Por esa época comenzó a tener un sueño que luego se volvería recurrente. Soñaba que intentaba cruzar un puente de madera. El puente siempre era igual, cambiaba lo que pasaba por debajo o arriba de él. A  veces estaba sobre un río correntoso, ella subía los escalones y avanzaba hasta el medio. Al asomarse  se veía a sí misma en una canoa, remando sin poder avanzar. En otras ocasiones, el puente, estaba sobre los rieles. El tren, al pasar, bajaba la velocidad y ella alcanzaba a ver su propia imagen, junto a la ventanilla, que la contemplaba con una sonrisa burlona. Otras veces, el puente estaba sobre una avenida muy transitada por automóviles, uno de los cuales era conducido por ella misma que la saludaba alzando la mano.
A pesar de las pulseras que lucía, una por cada aniversario, su casa impecable y sus balcones con geranios, su vida perdió brillo, alegría, apagó su fuego y entró en un cono de opacidad. Su único escape era dormir.
Siempre algo distinto sucedía cuando estaba en el puente. Subía los peldaños y sólo llegaba hasta la mitad. Nunca podía hacerlo más allá, aunque lo deseaba. Quería cruzarlo y bajar del otro lado pero, cuando estaba en el medio, sonaba la alarma del despertador y amanecía en su cama, contrariada y acongojada. Intuía que, si lograba cruzar, del otro lado habría algo. Otra cosa siempre sería mejor de lo que tenía ahora. Estaba segura de que la esperaba una vida del otro lado del puente.
En un principio contaba el sueño a su marido y al resto de la familia, pero empezaron a murmurar que estaba desequilibrada hasta que, abiertamente, cuando se referían a ella la llamaban la loca de la casa. El trato le resultaba humillante, se sentía presa de una trampa de la que no podía librarse y sólo pensar que pudiera hacerlo le producía temor. Entonces lo soportaba, se había endurecido con los años y estaba como anestesiada. Pero, las palabras que callaba gritaban en su interior, aullaban en su estómago y le punzaban los riñones. Por las noches, llegaba el alivio. Volvía a su sueño, estaba en  casa y subía  al puente para encontrarse con ella misma.
Comenzó a tramar estrategias para no despertarse pero no le daban resultado. Siempre la estridencia del despertador la detenía en la mitad del puente y despertaba en su cama, sudorosa, acalorada y angustiada. –Menopáusica- le decía él peyorativamente.
Una noche, sobre el puente de sus sueños, encontró una pareja joven que se prodigaba besos y caricias. La mujer era ella misma, iluminada, feliz, él era desconocido. Recorrió la pasarela hasta el centro y ellos, al verla, se alejaron entre carcajadas que sonaban igual que la campanilla del reloj y despertó entre sus sábanas de raso empapadas de transpiración.

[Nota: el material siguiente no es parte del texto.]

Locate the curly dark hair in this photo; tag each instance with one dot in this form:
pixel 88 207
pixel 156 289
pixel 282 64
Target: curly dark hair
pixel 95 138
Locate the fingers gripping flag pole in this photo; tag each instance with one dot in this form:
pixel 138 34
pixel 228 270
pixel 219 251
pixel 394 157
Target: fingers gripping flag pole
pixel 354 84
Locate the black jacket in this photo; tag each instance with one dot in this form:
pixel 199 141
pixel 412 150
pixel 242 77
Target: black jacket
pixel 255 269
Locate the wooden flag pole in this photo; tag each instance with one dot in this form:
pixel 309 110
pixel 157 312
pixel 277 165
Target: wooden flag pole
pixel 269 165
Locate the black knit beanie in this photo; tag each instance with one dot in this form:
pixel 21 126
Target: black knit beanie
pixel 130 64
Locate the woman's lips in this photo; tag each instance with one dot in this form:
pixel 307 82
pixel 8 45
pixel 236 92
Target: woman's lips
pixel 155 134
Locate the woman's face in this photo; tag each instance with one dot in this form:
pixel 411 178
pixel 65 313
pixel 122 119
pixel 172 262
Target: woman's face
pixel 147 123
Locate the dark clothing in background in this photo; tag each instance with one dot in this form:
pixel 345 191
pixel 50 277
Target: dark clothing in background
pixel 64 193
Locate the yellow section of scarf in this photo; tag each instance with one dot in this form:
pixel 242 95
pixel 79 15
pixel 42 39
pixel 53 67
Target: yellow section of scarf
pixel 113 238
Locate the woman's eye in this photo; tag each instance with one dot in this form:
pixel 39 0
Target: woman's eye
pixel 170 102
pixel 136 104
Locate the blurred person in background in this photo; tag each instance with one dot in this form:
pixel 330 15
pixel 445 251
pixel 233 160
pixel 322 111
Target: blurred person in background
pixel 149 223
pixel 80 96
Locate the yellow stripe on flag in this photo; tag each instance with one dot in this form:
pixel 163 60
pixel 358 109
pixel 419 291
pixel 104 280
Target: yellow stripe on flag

Palpó la humedad de su almohada y se mantuvo con los ojos cerrados porque así veía mejor su circunstancia: estaba refugiada en una cueva y sentía temor de abandonarla. Después se bebió la mañana como una taza de leche agria y se enfrentó con su realidad esterilizada y vacía.
Los días que siguieron fueron de total desasosiego porque la afectó el insomnio. Hasta los relojes perdieron la sincronización y el despertador sonaba a cualquier hora. Todos en la casa la culpaban a ella por estar en la luna. Eso era lo mínimo de lo que se tenía que ocupar y no lo hacía. – Está cada vez más loca - decía él y ella con sus acciones le daba la razón. Dejó de atenderlo, abandonó su persona, pasaba todo el día en la cama y no se quitaba el camisón porque lo único que quería era dormir.
Por fin, un día agotada, lo logró.
Esta vez el puente estaba cubierto de una neblina rosada, allí encontró una ronda de mujeres. Eran todas las que la habitaban, la niña, la joven, la adulta, la vieja y otras, amigas, hermanas que la acompañaban. La invitaron a que las siguiera y lo hizo, solamente hasta la mitad. Ellas la rodearon y empezaron a cantar con su voz y a bailar con la alegría que ella lo hacía mucho tiempo atrás. Le infundieron aliento como a una recién nacida y sintió que todos sus temores se disipaban con la niebla. Se quitó el camisón que sirvió para encender una hoguera. Se bañó en la lluvia y su desnudez plateaba de luna. Arrojó a las llamas las esclavas que se fundieron en lágrimas de oro y cayeron al río. Se impregnó del olor silvestre del pasto y cruzó al otro lado con sus mujeres. Una sola vez miró hacia atrás. Vio como el fuego devoraba el puente y estuvo segura de que jamás volvería.
Esa mañana, en su cama, quedó un hueco tibio y el despertador no sonó.

Mención: Héctor Javier Quinterno - La Plata

            El instinto de la libertad
En los primeros días de junio de 1977 yo tenía diecinueve años. Creía saber todo lo que haría durante el resto de mi vida, con la irresponsabilidad propia de esa edad y la enorme energía de la juventud. Nada ni nadie impediría que pudiera lograrlo. Estaba dispuesto a cambiar el mundo y hacerlo a la medida de mis sueños. Un mundo de justicia y esperanza. Un mundo no violento y profundamente solidario.
Pero, ¿cómo podía imaginar ese paraíso en medio del peor de los infiernos? La Argentina de entonces sufría con espanto macabro la instauración del terrorismo de estado, antecedido de la violencia de grupos y la indiferencia de muchos.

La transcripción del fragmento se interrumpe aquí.